MAHKEMESİ :ASLİYE HUKUK MAHKEMESİ
Taraflar arasında görülen dava sonucunda verilen hükmün Yargıtay"ca incelenmesi istenilmekle; temyiz isteğinin süresinde olduğu anlaşıldı, inceleme raporu ve dosyadaki belgeler okundu, GEREĞİ GÖRÜŞÜLDÜ:
Davacı ..., ... Köyü çalışma alanında bulunan ve 1950 yılında yapılan kadastro çalışmaları sırasında ziraata elverişsiz alan olarak tespit harici bırakılan taşınmaz hakkında, kazandırıcı zamanaşımı zilyetliğine dayanarak, adına tescili istemiyle dava açmıştır. Yargılama sırasında müdahiller ... ve ..., kazandırıcı zamanaşımı zilyetliğine dayanarak davaya katılmışlardır. Mahkemece, Yargıtay 8. Hukuk Dairesi’nin usule ilişin bozma ilamına uyularak yapılan yargılama sonunda 08.10.2008 tarihli fen bilirkişi ek raporunda (A2), (B) ve (C1) olarak gösterilen 4.930.196, 733,813 ve 1.377,642 metrekare yüzölçümündeki taşınmaz bölümlerinin davacı ... adına, (A1) ve (C2) olarak gösterilen 1.282,263 ve 979,347 metrekare yüzölçümündeki taşınmaz bölümlerinin ise davalı Hazine adına tapuya tesciline, müdahil davacıların davasının reddine karar verilmiş; hüküm, davacı ... vekili, davalı Hazine vekili ile davalı ... vekili tarafından temyiz edilmiştir.
Dava, 3402 sayılı Kadastro Kanunu’nun 14. ve 17. maddelerine dayalı olarak açılan tapusuz taşınmazın tescili isteğine ilişkindir.
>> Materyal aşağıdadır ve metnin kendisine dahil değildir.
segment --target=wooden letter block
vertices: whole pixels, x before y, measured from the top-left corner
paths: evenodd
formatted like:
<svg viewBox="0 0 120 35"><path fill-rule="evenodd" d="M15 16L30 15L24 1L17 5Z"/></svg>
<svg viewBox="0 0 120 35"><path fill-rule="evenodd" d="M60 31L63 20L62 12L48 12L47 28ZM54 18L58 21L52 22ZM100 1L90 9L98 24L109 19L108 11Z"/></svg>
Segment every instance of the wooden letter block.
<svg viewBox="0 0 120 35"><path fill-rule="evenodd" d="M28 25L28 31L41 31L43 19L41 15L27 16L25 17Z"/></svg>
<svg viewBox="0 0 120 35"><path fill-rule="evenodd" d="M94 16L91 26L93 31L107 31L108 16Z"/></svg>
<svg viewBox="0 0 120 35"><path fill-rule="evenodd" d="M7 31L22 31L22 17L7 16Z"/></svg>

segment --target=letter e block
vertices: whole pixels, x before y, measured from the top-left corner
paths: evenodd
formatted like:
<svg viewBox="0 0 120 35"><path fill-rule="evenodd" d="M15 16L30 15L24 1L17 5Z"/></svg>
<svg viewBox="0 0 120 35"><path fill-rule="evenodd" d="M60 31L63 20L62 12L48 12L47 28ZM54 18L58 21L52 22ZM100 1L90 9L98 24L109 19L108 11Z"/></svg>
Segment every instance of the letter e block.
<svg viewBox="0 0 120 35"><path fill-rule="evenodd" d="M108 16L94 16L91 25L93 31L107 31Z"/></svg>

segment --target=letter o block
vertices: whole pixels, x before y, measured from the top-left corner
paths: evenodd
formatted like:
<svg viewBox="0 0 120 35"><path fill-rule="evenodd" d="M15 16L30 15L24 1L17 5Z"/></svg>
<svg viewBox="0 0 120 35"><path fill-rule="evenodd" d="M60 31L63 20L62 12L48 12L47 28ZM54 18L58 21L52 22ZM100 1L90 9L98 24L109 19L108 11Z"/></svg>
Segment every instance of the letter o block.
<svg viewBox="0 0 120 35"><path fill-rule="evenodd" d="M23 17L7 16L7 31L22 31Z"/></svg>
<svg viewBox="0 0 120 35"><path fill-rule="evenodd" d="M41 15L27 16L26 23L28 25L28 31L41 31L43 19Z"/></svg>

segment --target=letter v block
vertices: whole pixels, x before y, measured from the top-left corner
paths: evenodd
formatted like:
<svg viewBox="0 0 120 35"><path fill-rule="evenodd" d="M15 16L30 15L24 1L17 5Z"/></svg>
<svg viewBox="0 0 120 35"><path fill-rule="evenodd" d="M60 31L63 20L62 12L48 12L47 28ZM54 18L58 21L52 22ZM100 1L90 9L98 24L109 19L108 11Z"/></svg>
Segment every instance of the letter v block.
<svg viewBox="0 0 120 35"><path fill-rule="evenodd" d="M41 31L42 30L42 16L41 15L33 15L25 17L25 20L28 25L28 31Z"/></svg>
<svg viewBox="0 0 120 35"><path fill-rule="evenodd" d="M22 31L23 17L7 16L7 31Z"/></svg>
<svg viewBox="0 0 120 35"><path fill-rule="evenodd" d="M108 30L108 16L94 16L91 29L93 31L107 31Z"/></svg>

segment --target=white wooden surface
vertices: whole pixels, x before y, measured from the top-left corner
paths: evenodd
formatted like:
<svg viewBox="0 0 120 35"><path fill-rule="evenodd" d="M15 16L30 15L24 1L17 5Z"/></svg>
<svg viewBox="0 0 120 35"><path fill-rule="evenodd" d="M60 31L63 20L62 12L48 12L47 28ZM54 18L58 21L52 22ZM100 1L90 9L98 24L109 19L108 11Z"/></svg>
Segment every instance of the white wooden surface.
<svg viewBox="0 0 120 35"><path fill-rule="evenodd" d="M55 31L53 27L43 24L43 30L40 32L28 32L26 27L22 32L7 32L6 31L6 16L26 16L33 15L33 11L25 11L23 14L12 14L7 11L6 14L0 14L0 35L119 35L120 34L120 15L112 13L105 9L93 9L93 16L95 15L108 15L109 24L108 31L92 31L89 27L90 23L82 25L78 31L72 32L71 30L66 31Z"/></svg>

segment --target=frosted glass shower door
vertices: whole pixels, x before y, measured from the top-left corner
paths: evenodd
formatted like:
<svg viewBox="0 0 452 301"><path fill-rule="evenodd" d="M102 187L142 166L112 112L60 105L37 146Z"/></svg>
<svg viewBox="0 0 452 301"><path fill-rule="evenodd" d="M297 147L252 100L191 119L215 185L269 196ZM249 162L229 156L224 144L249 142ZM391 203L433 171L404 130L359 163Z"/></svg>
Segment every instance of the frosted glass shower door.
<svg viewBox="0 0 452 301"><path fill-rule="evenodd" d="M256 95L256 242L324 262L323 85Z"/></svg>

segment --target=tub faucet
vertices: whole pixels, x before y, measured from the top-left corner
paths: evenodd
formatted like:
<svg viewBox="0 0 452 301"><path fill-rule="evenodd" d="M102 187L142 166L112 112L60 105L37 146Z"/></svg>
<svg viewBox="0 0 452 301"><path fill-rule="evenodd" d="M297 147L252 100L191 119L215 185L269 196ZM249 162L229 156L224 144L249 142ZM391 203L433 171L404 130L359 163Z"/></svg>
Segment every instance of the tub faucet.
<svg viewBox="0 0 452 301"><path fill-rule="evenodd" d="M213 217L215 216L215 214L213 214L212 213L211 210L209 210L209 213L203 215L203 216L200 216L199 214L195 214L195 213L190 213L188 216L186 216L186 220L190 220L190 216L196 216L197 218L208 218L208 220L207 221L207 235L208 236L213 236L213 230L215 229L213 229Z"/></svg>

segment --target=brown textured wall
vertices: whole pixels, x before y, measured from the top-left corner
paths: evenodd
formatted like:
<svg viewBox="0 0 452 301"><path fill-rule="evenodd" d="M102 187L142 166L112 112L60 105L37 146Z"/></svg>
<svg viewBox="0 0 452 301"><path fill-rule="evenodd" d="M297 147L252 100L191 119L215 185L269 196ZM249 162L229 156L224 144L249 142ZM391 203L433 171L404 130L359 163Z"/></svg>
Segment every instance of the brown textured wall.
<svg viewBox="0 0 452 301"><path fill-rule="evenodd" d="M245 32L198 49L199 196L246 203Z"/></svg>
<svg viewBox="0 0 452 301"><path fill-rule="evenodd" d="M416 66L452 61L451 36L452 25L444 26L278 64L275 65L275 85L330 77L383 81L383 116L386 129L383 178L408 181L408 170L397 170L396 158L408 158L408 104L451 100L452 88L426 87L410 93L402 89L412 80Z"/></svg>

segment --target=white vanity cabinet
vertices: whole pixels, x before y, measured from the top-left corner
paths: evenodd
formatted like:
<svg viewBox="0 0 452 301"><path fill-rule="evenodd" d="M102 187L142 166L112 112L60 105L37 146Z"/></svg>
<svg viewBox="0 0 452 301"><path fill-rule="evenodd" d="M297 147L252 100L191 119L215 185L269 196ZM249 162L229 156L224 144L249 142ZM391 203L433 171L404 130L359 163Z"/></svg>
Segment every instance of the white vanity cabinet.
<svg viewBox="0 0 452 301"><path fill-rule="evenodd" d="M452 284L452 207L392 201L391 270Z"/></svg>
Mahkemece, fen bilirkişi raporunda (A2), (B) ve (C1) olarak gösterilen taşınmaz bölümleri üzerinde, davacı taraf yararına imar-ihya ve zilyetlikle kazanım koşullarının gerçekleştiği, (A1) ve (C2) olarak gösterilen bölümler üzerinde ise kazanım koşullarının gerçekleşmediği kabul edilerek yazılı şekilde karar verilmiş ise de, yapılan inceleme, araştırma ve uygulama hüküm vermeye yeterli değildir. Şöyle ki, dosyada mevcut jeodezi ve fotogrametri mühendisi bilirkişi raporunda, çekişmeli taşınmaz bölümlerinde imar-ihya çalışmasının tamamlanıp tamamlanmadığı açıklanmamıştır. Öte yandan, taşınmazın imar planı kapsamında kalıp kalmadığı ve imar planı kapsamına hangi tarihte alındığı araştırılmamış, 10.06.2008 tarihli ziraat bilirkişi raporunda taşınmazın sınırında mera parseli bulunduğu belirtilmesine rağmen yöntemince mera araştırması yapılmamış, taşınmazın zemininde imar-ihya çalışması yapılıp yapılmadığı belirlenmemiş, eksik ve yetersiz bir incelemeye dayalı olarak karar verilmiştir.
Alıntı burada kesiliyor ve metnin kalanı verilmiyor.